Despite that progress is gratifying, but in the entire medical industry, like this practice is still very small. Last year, iEEE reporter Brandon Keim in an article analyzed several reasons, such as Watson need to adapt to the special hospital work environment, it takes a lot of time to really work on specific tasks and scenarios healthcare environment training Watson.
But this process is very long and arduous training. First, there must be a large number of computer scientists and doctors, pharmacists collect a reference database, and add case study, and then ask thousands of questions. In fact, Watson will not be self-learning, he gives the wrong answer will be researchers evaluated manually adjust Watson algorithm to ensure that the final output of the answer is valuable.
Medical information update speed is very fast, but there may be a conflict between the different pieces of information, it also allows Watson to answer questions before the fast must assess quickly the value of all types of information, different circumstances, to make more accurate judgments.
Watson was unable to meet the people in the medical industry for the slow growth of artificial intelligence to human health huge boost expectations. In fact, almost the medical field of artificial intelligence and the personal computer appear together in the 1970s, but for now, the so-called artificial intelligence-driven personalized treatment, there is still a long way to go.
The current Watson, he must keep up with the current pace of development of artificial intelligence. Since 2012, the depth of learning to become the most popular field of artificial intelligence algorithms, especially deep learning can achieve "self-learning" & mdash; & mdash; unsupervised learning. For example, Google's AlphaGo Go for learning is the depth of learning outcomes to show, through self-learning, AlphaGo grow at an alarming rate, is now the world's top Go "player."
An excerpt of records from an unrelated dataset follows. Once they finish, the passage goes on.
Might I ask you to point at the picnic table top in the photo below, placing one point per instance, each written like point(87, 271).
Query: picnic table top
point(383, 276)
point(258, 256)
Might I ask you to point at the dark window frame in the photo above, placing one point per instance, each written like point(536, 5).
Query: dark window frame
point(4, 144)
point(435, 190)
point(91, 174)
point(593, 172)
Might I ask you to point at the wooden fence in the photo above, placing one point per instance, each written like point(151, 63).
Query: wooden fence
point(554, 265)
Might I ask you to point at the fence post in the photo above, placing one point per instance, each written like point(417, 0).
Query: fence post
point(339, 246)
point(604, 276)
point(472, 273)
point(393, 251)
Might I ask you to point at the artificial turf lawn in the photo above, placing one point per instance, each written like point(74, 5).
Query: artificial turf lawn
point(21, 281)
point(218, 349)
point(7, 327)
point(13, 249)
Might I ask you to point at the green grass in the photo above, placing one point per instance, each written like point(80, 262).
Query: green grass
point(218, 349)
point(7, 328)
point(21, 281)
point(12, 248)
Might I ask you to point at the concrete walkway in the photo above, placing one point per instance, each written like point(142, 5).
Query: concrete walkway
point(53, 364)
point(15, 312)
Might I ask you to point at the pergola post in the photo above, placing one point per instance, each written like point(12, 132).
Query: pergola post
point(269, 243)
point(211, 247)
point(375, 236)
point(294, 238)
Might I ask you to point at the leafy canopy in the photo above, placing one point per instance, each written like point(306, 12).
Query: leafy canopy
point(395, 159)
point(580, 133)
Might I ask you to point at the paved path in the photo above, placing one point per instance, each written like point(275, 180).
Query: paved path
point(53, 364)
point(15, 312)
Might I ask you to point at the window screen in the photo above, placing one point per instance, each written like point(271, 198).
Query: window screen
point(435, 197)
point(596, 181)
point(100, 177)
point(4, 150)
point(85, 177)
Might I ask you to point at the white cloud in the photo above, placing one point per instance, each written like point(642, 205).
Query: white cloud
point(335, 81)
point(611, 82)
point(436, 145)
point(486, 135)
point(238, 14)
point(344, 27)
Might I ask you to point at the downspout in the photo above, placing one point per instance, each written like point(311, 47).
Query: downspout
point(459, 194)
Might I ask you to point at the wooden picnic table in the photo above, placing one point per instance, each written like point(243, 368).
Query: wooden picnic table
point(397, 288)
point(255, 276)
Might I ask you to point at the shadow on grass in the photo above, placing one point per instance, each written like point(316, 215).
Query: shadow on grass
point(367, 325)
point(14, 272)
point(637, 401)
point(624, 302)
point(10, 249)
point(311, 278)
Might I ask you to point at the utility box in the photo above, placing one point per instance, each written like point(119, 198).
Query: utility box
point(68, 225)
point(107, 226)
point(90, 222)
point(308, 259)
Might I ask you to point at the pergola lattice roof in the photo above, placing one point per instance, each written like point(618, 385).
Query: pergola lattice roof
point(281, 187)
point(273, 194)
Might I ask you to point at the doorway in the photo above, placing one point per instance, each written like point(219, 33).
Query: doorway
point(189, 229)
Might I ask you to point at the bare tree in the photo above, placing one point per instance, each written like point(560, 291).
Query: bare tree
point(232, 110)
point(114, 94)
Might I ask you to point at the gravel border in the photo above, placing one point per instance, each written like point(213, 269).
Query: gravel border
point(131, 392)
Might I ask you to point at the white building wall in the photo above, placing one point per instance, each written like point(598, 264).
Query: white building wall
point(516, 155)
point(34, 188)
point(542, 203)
June 2015, "MIT Technology Review" reported, IBM plans to Watson added depth study of technologies, such as translation, voice text of system conversion and more. Today, Watson is still a "hodgepodge" of early natural language processing and analyzing large data sets, and added depth study.
On the other hand, IBM breakthroughs in artificial intelligence, basic research will also have a positive impact on the future of Watson. In early 2016, 8, IBM Zurich Research Center, made the world's first artificial nanoscale phase-change random neurons. This made the 500 neurons array can simulate the human brain works signal processing. This is IBM tremendous progress in the study of "artificial brain" of. IBM said their artificial neural technology and the current development of another artificial neural components & mdash; & mdash; memristor complement each other.
Today, the entire technology industry in transition artificial intelligence, this year due to bot and hottest virtual assistant, whether it is Google, FB, or Microsoft, Apple and Ali, are trying to speed up the layout in the capital and strategic level, Watson seize as IBM stronghold for the future, as well as the transition to cognitive computing core products, the future will continue to play an important role.